Женщина пила, грея руки о кружку, кусая жесткие карамельки.
Алена все пристальней глядела в зеркало живое.
«Так не бывает».
– Бывает, – женщина оторвала губы от горячей кружки. Утерла рот ладонью. – Гляди сюда.
Быстро, едва не порвав ворот рубахи, раскрыла грудь.
– Ну?!
Этот старый, белый и грубый рубец. Плохо заживший шов. Старая рана.
Чуть ниже ключицы, чуть выше медного креста.
Аленины руки сами протянулись, расстегнули пуговицу.
– И у меня такой же, вот.
Пальцы ощупали рубец. Пальцы сами узнали.
– Как ты выжила?
– Я? – Задыхались обе. Не могли говорить. – Сама не пойму.
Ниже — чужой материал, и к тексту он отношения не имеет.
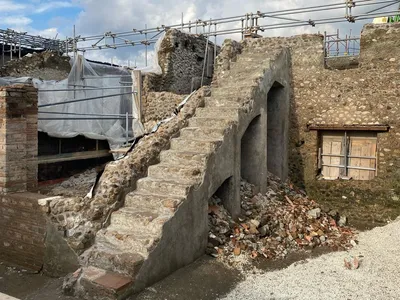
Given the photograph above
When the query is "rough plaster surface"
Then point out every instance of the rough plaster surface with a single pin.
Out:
(81, 218)
(326, 277)
(45, 65)
(181, 58)
(215, 134)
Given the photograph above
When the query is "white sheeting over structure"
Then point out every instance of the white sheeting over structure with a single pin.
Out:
(109, 94)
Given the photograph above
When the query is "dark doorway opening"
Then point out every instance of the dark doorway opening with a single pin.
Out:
(277, 142)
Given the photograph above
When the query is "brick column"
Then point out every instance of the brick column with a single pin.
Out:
(18, 138)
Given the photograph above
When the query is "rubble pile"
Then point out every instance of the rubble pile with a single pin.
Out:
(272, 225)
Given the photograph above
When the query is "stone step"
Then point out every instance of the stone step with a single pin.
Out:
(253, 58)
(183, 157)
(155, 202)
(230, 113)
(202, 133)
(144, 220)
(198, 146)
(176, 172)
(209, 122)
(101, 284)
(158, 186)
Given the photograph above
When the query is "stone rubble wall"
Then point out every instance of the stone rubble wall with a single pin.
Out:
(366, 95)
(81, 218)
(158, 106)
(22, 226)
(181, 58)
(45, 66)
– Я тоже не знаю. Что со мной?
– С тобой? Со мной…
– Мы думаем…
– Я уже ничего не думаю. Мыслей нет. А только смотрю на тебя, и все.
– На себя… Смотри… Вот ты какая стала… я…
– Вот я какая – была…
Руки двигались. Подавались навстречу другим рукам.
Летали над кружкой, над пустой чашкой. Боялись.
Боялись прикоснуться – и ощутить пустоту.
– Кто-то из нас спит, – тихо сказала Алена.
– Нет, – сказала молодая Алена. – Мы обе не спим. Мы настоящие.
– Так не бывает. Ты же… – Она не смогла сразу выговорить это слово. – Умерла.
– Это ты умерла.
– Мы смотрим друг на друга. Ты живая.
– Врешь. Я разговариваю с зеркалом. Я спятила. Сейчас.
Алена встала из-за стола и шагнула к зеркалу. Протянула руки.
– Разбить хочешь? – тихо спросила молодая Алена. – Не получится. Я живая.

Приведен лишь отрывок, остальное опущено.